Siedzieli własnie w barze i rozmawiali na temat jakichś nowych koncertów. Wszyscy byli nieco podenerwowani, przez ogólny natłok spraw w ich życiu, a już najbardziej Laxus, który miał na głowie załatwianie tego wszystkiego! 
Masował skronie i przysłuchiwał się co mówi reszta grupy. Nie za bardzo to do niego docierało. Miał już dość. On chciał po prostu odpocząć. 
- To ty! - Na dźwięk tego głosu automatycznie podniósł głowę i zwrócił ją w kierunku osoby, która to powiedziała. Tuż obok ich stolika stała Cana. Uśmiechnięta od ucha do ucha i pięknie umalowana. Ubrana oczywiście w dżinsy, granatowy top do brzucha i białą kurtkę. Laxus zamrugał chwilę oczami. To była bez wątpienia ona. 
- Wreszcie cię znalazłam! - krzyknęła uradowana. - Masz ochotę na jakieś spotkanie sam na sam? - Puściła do niego oczko, na co tylko nieznacznie się uśmiechnął. 
- Chyba się skuszę. - Wstał i razem z kobietą szybkim krokiem pomaszerował do wyjścia, by oczywiście odpocząć od tych trajkocących nad uchem ludzi. 
Na dworze było dość chłodno, gwiazdy ozdobiły całe niebo, a księżyc wyglądający jak rogalik słabo oświetlał noc. Ulice oświetlały liczne latarnie, okoliczne sklepy i kolorowe szyldy. 
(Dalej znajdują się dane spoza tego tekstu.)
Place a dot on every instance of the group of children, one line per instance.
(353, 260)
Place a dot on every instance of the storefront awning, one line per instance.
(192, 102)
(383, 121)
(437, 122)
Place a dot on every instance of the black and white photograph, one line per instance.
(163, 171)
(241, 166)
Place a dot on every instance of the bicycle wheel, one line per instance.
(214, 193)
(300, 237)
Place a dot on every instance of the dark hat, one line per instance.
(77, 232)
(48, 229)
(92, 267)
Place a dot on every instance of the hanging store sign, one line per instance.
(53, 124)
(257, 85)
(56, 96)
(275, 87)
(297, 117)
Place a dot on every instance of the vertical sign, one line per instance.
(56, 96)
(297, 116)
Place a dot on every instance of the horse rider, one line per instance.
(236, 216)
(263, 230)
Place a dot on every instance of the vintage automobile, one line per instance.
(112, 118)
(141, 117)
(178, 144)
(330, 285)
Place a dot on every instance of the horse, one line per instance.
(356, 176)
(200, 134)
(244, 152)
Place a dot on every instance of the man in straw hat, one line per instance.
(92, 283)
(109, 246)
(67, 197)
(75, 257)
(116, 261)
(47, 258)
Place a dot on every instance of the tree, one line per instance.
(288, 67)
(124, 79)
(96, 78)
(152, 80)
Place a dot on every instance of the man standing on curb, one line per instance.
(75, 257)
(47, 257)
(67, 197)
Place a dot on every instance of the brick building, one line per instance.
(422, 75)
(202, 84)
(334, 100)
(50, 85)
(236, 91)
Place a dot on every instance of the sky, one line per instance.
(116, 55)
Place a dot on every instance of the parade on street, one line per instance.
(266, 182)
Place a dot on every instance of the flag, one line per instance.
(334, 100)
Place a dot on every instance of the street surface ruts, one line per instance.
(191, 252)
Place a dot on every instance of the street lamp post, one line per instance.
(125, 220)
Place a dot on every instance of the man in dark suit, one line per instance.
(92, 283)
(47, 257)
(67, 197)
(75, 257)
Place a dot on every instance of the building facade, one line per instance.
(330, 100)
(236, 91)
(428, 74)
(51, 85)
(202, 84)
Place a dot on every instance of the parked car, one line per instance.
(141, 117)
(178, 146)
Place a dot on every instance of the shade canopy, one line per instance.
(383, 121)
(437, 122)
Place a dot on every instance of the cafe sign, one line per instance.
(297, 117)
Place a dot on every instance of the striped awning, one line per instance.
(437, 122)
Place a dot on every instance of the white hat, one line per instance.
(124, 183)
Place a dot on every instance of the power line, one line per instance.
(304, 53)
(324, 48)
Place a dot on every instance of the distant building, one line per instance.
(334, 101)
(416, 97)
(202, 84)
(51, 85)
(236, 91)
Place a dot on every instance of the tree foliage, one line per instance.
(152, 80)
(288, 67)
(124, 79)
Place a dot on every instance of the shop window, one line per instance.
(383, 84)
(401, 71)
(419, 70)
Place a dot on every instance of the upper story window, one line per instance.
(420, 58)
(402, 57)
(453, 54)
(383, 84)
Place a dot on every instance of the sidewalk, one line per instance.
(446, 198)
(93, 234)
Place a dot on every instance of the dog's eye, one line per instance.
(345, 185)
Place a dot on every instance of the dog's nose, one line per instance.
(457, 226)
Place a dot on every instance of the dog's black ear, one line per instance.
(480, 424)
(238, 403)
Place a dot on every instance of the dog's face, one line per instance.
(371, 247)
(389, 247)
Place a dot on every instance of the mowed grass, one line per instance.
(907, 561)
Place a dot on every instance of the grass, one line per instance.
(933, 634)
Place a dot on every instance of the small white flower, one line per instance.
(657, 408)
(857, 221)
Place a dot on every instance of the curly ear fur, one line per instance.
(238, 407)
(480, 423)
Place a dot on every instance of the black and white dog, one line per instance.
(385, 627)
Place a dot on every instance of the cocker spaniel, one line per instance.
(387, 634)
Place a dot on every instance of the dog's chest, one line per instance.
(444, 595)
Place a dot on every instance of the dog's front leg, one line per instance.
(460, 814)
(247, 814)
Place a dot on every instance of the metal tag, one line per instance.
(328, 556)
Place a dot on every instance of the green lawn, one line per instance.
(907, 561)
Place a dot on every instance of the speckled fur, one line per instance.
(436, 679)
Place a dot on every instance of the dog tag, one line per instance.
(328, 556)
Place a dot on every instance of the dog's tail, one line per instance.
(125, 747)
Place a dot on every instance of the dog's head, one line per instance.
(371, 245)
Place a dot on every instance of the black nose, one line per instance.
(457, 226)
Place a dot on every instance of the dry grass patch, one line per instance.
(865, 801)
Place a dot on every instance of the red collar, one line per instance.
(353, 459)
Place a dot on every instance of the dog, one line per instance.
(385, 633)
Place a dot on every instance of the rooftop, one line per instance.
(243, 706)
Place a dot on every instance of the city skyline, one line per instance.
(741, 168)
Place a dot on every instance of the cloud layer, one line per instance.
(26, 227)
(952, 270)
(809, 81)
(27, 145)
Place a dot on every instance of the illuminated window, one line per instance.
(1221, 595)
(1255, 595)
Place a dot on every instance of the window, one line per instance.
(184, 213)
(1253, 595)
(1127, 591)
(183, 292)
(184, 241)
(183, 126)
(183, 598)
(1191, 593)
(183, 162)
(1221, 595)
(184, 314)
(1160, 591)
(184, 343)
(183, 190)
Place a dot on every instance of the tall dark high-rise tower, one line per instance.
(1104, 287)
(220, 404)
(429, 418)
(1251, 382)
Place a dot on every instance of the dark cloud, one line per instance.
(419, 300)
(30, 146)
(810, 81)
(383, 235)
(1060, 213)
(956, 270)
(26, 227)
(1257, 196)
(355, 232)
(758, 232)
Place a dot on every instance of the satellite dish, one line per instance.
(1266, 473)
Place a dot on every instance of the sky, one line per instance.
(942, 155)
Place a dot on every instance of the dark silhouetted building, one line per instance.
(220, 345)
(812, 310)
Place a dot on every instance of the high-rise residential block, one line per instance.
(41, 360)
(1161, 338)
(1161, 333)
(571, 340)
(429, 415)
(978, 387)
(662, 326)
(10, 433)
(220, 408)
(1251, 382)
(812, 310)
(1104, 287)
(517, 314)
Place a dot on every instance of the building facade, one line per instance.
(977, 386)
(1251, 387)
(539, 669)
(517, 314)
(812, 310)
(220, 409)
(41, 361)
- To gdzie idziemy? - spytał Laxus z lekkim uśmiechem.
- Ty jesteś mężczyzną, więc to raczej ty powinieneś to wiedzieć.
- Ale to ty mnie zaprosiłaś na randkę. - powiedział, jednak zaraz westchnął. - Z resztą... Chodź!
Machnął ręką na znak, by poszła za nim. Ruszyli wprost na parking kawiarenki, z której przed chwilą wyszli. Stanęli obok brązowego fiata. Wyjął kluczyki i przyciskiem otworzył samochód. Oboje wsiedli i Laxus zaraz włożył kluczyki do stacyjki, by po chwili odpalić silnik. Wyjechali z parkingu i wjechali na ulice.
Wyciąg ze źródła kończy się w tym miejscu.